I got them from tom tom home as well.

steve


----------



## solentviews (May 9, 2005)

C & CC have not got their sites on POI yet. When I asked earlier this year I was sent (I think) an Excel spread sheet with them on which they suggested I convert. As I don't know how to do this it was a lost cause, but like others I downloaded from TomTom Home but do not know if they are up to date.
Ian


----------



## steco1958 (Mar 5, 2009)

Solentviews,

Do you still have the spread sheet you were given?


----------



## WiltonShagpile (Apr 10, 2008)

Hi,

You are right C & CC have not got their sites on POI yet. When I asked as well this year I was sent the Excel spread sheet with them on which they suggested I convert.

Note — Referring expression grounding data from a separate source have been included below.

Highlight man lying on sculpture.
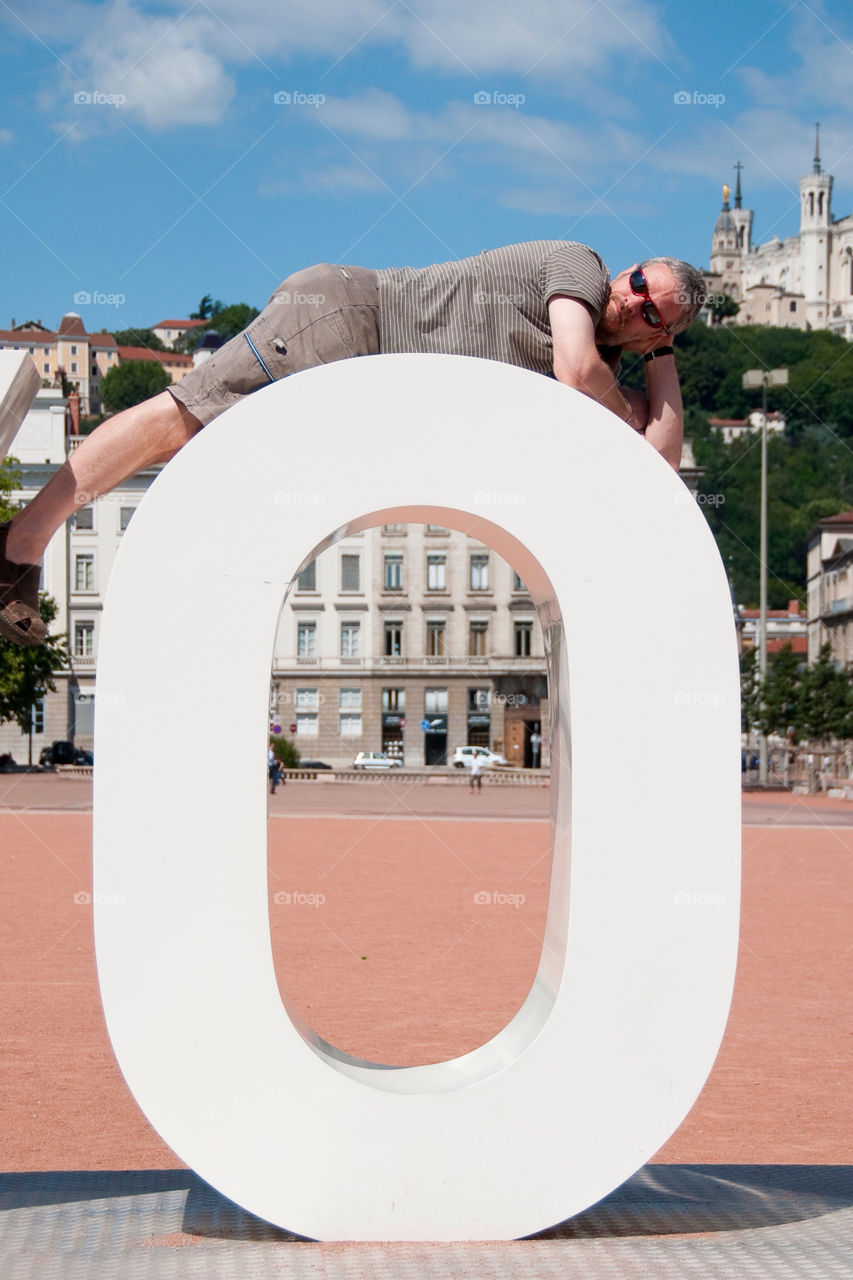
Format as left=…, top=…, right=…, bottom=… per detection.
left=0, top=240, right=705, bottom=646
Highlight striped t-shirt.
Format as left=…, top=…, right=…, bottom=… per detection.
left=377, top=240, right=610, bottom=378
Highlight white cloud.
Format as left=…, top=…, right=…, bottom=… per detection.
left=320, top=89, right=415, bottom=141
left=20, top=0, right=675, bottom=131
left=737, top=5, right=853, bottom=113
left=0, top=129, right=13, bottom=144
left=66, top=1, right=235, bottom=129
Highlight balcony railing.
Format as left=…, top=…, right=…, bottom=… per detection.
left=273, top=654, right=547, bottom=673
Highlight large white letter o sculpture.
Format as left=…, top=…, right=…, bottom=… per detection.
left=94, top=355, right=741, bottom=1241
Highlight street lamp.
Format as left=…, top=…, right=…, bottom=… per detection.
left=742, top=367, right=789, bottom=785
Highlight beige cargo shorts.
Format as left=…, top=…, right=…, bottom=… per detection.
left=169, top=264, right=380, bottom=425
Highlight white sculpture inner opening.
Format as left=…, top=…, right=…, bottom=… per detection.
left=93, top=354, right=741, bottom=1241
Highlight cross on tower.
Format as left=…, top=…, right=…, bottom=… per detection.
left=733, top=161, right=744, bottom=209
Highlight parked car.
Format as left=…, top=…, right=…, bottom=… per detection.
left=450, top=745, right=510, bottom=769
left=39, top=741, right=94, bottom=767
left=352, top=751, right=404, bottom=770
left=298, top=760, right=333, bottom=770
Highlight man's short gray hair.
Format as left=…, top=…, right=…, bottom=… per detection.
left=640, top=256, right=707, bottom=333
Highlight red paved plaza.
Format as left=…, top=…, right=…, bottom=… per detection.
left=1, top=778, right=851, bottom=1172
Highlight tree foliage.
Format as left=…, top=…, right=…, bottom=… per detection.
left=173, top=302, right=259, bottom=353
left=741, top=641, right=853, bottom=743
left=0, top=457, right=21, bottom=522
left=270, top=735, right=300, bottom=767
left=111, top=328, right=166, bottom=351
left=622, top=321, right=853, bottom=607
left=0, top=596, right=69, bottom=736
left=101, top=360, right=170, bottom=413
left=707, top=293, right=740, bottom=324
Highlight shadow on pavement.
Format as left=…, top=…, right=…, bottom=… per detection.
left=1, top=1164, right=851, bottom=1241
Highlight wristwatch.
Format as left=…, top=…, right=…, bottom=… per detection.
left=643, top=346, right=674, bottom=363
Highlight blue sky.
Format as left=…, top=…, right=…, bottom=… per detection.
left=2, top=0, right=852, bottom=333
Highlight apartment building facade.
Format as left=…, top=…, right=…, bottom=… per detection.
left=270, top=523, right=548, bottom=769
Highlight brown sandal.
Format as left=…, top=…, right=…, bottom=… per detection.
left=0, top=522, right=48, bottom=646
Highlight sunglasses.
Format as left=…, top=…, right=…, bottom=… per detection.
left=629, top=267, right=669, bottom=332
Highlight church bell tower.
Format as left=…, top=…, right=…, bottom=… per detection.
left=800, top=123, right=833, bottom=327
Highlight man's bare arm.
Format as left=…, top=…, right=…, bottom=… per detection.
left=548, top=295, right=636, bottom=423
left=642, top=354, right=683, bottom=470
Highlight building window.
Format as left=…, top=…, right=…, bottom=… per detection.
left=426, top=525, right=449, bottom=534
left=297, top=561, right=316, bottom=591
left=469, top=620, right=488, bottom=656
left=384, top=553, right=403, bottom=590
left=43, top=347, right=49, bottom=356
left=341, top=621, right=361, bottom=658
left=297, top=622, right=317, bottom=658
left=470, top=553, right=489, bottom=591
left=514, top=621, right=533, bottom=657
left=790, top=301, right=797, bottom=313
left=296, top=713, right=318, bottom=735
left=119, top=506, right=135, bottom=532
left=295, top=688, right=319, bottom=709
left=74, top=506, right=94, bottom=531
left=339, top=688, right=362, bottom=736
left=468, top=688, right=490, bottom=711
left=426, top=620, right=445, bottom=656
left=341, top=553, right=360, bottom=592
left=512, top=572, right=527, bottom=592
left=70, top=362, right=77, bottom=373
left=383, top=688, right=405, bottom=711
left=384, top=621, right=403, bottom=656
left=427, top=554, right=446, bottom=591
left=425, top=687, right=448, bottom=713
left=31, top=698, right=45, bottom=734
left=383, top=524, right=406, bottom=534
left=74, top=553, right=95, bottom=592
left=44, top=363, right=50, bottom=374
left=74, top=621, right=94, bottom=657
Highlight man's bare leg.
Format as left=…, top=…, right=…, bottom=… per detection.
left=5, top=391, right=202, bottom=565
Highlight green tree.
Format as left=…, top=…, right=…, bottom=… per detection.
left=174, top=302, right=259, bottom=353
left=797, top=643, right=853, bottom=743
left=758, top=643, right=803, bottom=739
left=190, top=295, right=222, bottom=320
left=707, top=294, right=740, bottom=325
left=101, top=360, right=170, bottom=413
left=0, top=457, right=22, bottom=521
left=111, top=328, right=166, bottom=351
left=270, top=736, right=300, bottom=768
left=740, top=645, right=760, bottom=736
left=0, top=597, right=69, bottom=763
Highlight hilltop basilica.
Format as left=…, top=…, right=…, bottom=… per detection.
left=706, top=128, right=853, bottom=339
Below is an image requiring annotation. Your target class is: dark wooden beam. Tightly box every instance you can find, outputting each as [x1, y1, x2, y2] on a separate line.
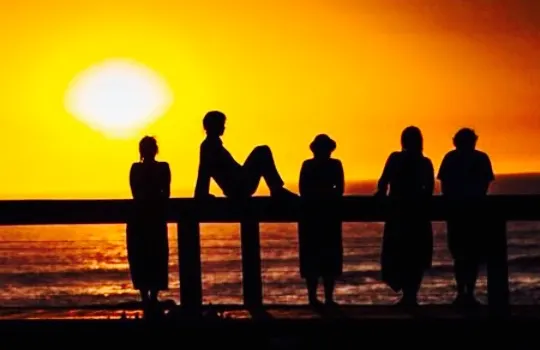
[0, 195, 537, 225]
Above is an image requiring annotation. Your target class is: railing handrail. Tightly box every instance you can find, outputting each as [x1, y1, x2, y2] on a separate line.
[0, 195, 538, 225]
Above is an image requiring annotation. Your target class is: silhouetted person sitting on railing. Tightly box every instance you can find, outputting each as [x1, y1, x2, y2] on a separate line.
[194, 110, 297, 199]
[376, 126, 434, 307]
[127, 136, 171, 315]
[298, 134, 344, 307]
[437, 128, 495, 307]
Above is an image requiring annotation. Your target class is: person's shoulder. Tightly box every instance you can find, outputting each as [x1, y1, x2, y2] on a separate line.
[301, 158, 315, 169]
[422, 155, 434, 166]
[387, 151, 401, 160]
[443, 149, 458, 158]
[201, 137, 221, 151]
[474, 150, 491, 161]
[157, 161, 170, 168]
[329, 158, 343, 167]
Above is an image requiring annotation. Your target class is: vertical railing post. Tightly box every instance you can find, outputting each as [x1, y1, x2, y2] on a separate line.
[178, 219, 202, 312]
[487, 219, 510, 317]
[240, 220, 263, 309]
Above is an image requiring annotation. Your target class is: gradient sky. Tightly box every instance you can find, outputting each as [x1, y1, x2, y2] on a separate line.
[1, 0, 539, 198]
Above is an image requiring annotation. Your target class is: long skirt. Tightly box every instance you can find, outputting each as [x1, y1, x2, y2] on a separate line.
[126, 209, 169, 291]
[298, 217, 343, 279]
[381, 217, 433, 292]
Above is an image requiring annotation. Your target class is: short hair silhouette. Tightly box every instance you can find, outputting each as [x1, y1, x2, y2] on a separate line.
[453, 128, 478, 150]
[139, 136, 158, 161]
[401, 126, 423, 153]
[310, 134, 336, 157]
[203, 111, 226, 133]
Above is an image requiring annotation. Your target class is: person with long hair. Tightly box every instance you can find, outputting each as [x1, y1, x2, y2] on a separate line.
[376, 126, 434, 307]
[126, 136, 171, 311]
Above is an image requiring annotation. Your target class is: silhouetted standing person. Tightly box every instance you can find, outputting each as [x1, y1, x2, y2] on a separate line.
[194, 111, 297, 199]
[437, 128, 494, 307]
[377, 126, 434, 307]
[298, 134, 344, 307]
[127, 136, 171, 310]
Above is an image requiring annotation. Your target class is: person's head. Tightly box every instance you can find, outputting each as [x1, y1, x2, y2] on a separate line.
[139, 136, 158, 162]
[203, 111, 226, 137]
[453, 128, 478, 151]
[401, 126, 423, 154]
[310, 134, 336, 159]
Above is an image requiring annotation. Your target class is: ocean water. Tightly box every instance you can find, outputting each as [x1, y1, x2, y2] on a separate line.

I converted to a file that my Garmin will accept and now have both CC & C&CC CL's & CS's. I just loaded the file into Excel then saved it as the required file type the garmen needed.

*Basically it just looks like this,* Lat/Long and description. You can edit it with Excel to anything you want. Add, remove or alter. Unlike the CC POI it does not have the telephone numbers.

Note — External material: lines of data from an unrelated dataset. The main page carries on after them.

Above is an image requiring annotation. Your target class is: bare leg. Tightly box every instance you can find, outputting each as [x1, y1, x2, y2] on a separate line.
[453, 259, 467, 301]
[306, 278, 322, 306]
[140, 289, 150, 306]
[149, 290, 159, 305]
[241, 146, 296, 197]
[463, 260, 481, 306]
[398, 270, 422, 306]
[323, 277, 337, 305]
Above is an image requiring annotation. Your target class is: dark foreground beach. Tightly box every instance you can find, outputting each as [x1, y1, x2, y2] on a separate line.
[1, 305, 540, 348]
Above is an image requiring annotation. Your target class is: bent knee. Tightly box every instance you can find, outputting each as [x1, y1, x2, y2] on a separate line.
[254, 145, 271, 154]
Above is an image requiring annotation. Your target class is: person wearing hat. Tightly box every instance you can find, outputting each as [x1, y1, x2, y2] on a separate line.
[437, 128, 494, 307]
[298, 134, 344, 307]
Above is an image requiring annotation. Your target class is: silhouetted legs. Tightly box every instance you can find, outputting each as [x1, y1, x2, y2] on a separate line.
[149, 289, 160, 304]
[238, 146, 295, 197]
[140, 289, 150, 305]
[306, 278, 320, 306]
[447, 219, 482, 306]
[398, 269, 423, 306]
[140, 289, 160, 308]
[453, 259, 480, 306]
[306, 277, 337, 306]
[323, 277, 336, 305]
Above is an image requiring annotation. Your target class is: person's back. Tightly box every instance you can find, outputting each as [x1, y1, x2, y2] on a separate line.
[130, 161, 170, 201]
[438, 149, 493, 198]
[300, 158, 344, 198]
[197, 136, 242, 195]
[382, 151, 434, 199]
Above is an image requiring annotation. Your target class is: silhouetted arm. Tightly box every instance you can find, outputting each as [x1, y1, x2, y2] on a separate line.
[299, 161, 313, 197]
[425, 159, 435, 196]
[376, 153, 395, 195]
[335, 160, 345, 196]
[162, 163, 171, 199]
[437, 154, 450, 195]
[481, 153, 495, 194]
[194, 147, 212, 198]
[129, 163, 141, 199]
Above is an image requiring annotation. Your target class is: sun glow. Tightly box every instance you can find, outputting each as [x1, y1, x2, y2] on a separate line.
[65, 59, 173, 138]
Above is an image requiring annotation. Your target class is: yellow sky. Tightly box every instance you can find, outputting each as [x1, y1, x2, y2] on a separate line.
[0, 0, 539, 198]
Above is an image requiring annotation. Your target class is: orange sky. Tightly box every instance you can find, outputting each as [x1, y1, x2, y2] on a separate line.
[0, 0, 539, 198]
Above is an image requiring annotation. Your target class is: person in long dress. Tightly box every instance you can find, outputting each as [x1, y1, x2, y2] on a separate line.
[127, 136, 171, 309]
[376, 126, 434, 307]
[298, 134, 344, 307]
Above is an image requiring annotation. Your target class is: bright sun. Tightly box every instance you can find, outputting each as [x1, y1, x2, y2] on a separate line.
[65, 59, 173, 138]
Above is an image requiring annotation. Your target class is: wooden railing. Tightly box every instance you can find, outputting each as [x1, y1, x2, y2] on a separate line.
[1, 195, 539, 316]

-1.8231	54.6945	CS-092-Hamsterley - High Shipley Farm Bungalow
-1.7114	54.6871	CS-092-Hunwick (Durham) - Conifer Rise
-1.8194	54.4779	CS-092-Richmond - Broaches Farm
-1.8051	54.565	CS-092-Staindrop - Bevanstead

If you read your instruction book for your SatNav it usually explains how to download these to your PC then load in to your SatNav.

Garmen take Excel spread sheet files.

Reason I use Garmin is they take Lat/Long to search. Beats post codes hands down. especially in France where a post code covers 10 sq kilometres.

*All the best Wilt.*

And yes I do still have the C&CC Excel file!!
It's a "Microsoft Office Excel Comma Separated Values File"


----------



## Telbell (May 1, 2005)

> Reason I use Garmin is they take Lat/Long to search


as does TT


----------



## WiltonShagpile (Apr 10, 2008)

Hi Telbell,

But Garmin always has done, had it for nearly 5 years. Some still don't search by Lat/Long.

You Have TT, don't get so upset about it, your choice!!!

All the best Wilt. :wink:


----------



## Telbell (May 1, 2005)

> don't get so upset about it, your choice!!!


Upset?? Not at all.

Your previous post implied that other satnavs didnt have that capability.

Just clarifying things.


----------



## peedee (May 10, 2005)

Thanks to all for the input, sounds as though we all ought to be asking the C&CC for it then they might extract digit and put it on line. CSs and CLs in particular change rapidly and like the latest info when I go away.

I don't mind what the format is as I have a POI converter but I do prefer .csv you can then make you own changes and additions. e.g. I have TV transmitter and repeater POIs which Spykal kindly sent me which I amend annotate with digital info.

peedee


----------



## WiltonShagpile (Apr 10, 2008)

You make assumptions. I didn't say that......


----------